LAS FIESTAS de Navidad fueron dulces y agradables para los Hitche, tras un otoño más bien tempestuoso.
Sissy había regresado el 8 de octubre a Nueva York, donde se había enfrentado con un marido inquieto y furioso y con una incrédula Condesa. Dónde había estado; por qué no había telefoneado; había colaborado y alentado la rebelión del Rosa de Goma, etc. Fue perrymasoneada de arriba abajo, y también franzkafkeada. Pero cuando amenazó con irse de nuevo, cesaron al fin los interrogatorios.
Respecto a La Condesa, su actitud frente a la rebelión del rancho era ambivalente. Un día maldecía a las vaqueras como la pandilla más repugnante de basura femenina que hubiese asolado nunca una nariz decente, y al siguiente insistía en lo mucho que admiraba a las mujeres capaces de arreglárselas sin hombres, y les deseaba suerte. Decía haber perdido el interés en el rancho. Ahora que tenía amigos en la Casa Blanca, los impuestos que le ahorraba el Rosa de Goma, eran una gota en el cubo. Podía ahorrar más con una simple llamada telefónica.
—Ese rancho es una tortura anal —se quejaba La Condesa, mientras su dentadura trabajaba la boquilla de marfil como un quiropráctico que enderezase la columna vertebral de un chiguagua—. Cuando mejore el mercado, lo venderé. Veremos entonces cómo maneja el nuevo propietario a esas pequeñas primitivas. Oye, ¿estás segura de que ese viejo saco de pulgas que vive en el cerro no tiene nada que ver con todo esto?
A La Condesa jamás le satisfacían las explicaciones de Sissy, pero pronto se aburrió de insistir tanto. Rechazó sus planes de hacer un corto publicitario para televisión con las grullas chilladoras y se lanzó a nuevos proyectos. Julián, por otra parte, se vio obligado a silenciar sus interrogatorios y llegó un momento, incluso, en que sus ojos castaños se achicaban hoscos ante la más insignificante e inocente referencia a la estancia de Sissy en el Rosa de Goma. Llegó a apagar la radio una vez cuando anunciaron una canción de Dakota Staton.
En realidad, a Sissy le hubiese gustado hablar con alguien de Jellybean y del Chink… pero nadie le inspiraba confianza. Julián, desde luego, no habría sido un buen oyente. Dedicaba en realidad mucho tiempo, incluso delante del caballete, a pensar en los cambios que se habían producido en su esposa, preguntándose su origen, y si serían para bien o para mal. Antes de su viaje al Oeste, Sissy había sido ardorosa amante y alumna indiferente. Pero, a su regreso, mostraba unos apetitos intelectuales lobunos con los discursos de Julián sobre historia, filosofía, política y arte, mientras sus reacciones entre las sábanas parecían puramente rutinarias. ¿Había ganado el hombre de Yale un cerebro o perdido una vagina? ¿Hacía esto feliz al indio?

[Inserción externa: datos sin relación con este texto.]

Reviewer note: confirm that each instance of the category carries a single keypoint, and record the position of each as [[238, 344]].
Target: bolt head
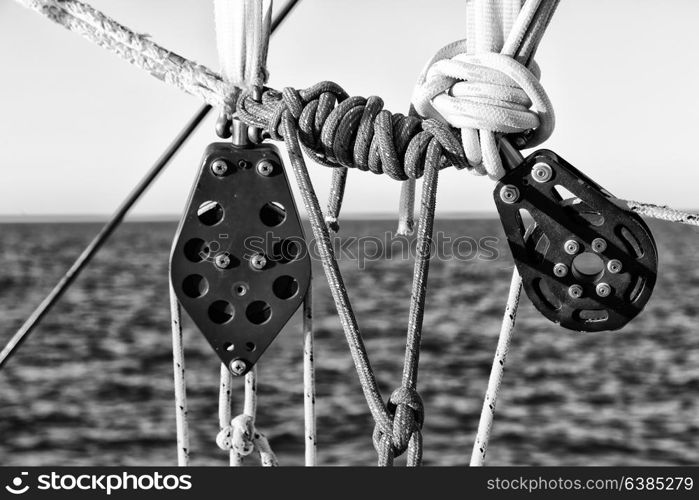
[[509, 194], [603, 289], [614, 266], [575, 291], [560, 270], [222, 261], [571, 247], [219, 168], [258, 261], [541, 172], [599, 245], [265, 168], [238, 367]]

Como ya dije, la alegría navideña puso fin a su discordia. Un día, estando de compras en East Village, salió Sissy del estupor en que había estado durante semanas. Cogió una ramita de muérdago entre el dedo segundo y el tercero, se la colocó a Julián en la cabeza y le besó en la calle. Y volvió a casa tarareando un villancico. Durante las fiestas estuvo alegre y optimista con sólo una expresión ausente muy de tarde en tarde.
Luego, el 31 de diciembre, unas horas antes de que los Hitche fueran a reunirse con los Barth para la fiesta de Año Viejo en Kenny’s Castaways, llegó la noticia de que varios hospitales de América y de Dinamarca habían seguido por propia iniciativa la política de dejar morir a los niños deformes. Un médico dijo en el noticiario de la CBS: «Si un niño es demasiado deforme para que pueda amársele, su vida resultará un infierno. La muerte es un favor para aquéllos a quienes resulta imposible amar». Esta noticia hundió a Sissy en una mazmorra de depresión de la que no empezó a salir hasta mediados de febrero, en que por casualidad se encontró con esta noticia en el Times:
MANILA, Filipinas (AP) —Un periódico de Manila informaba ayer del nacimiento de un niño con seis dedos en cada mano y en cada pie. «Esto traerá buena suerte a la familia», dijo entusiasmada la madre del niño.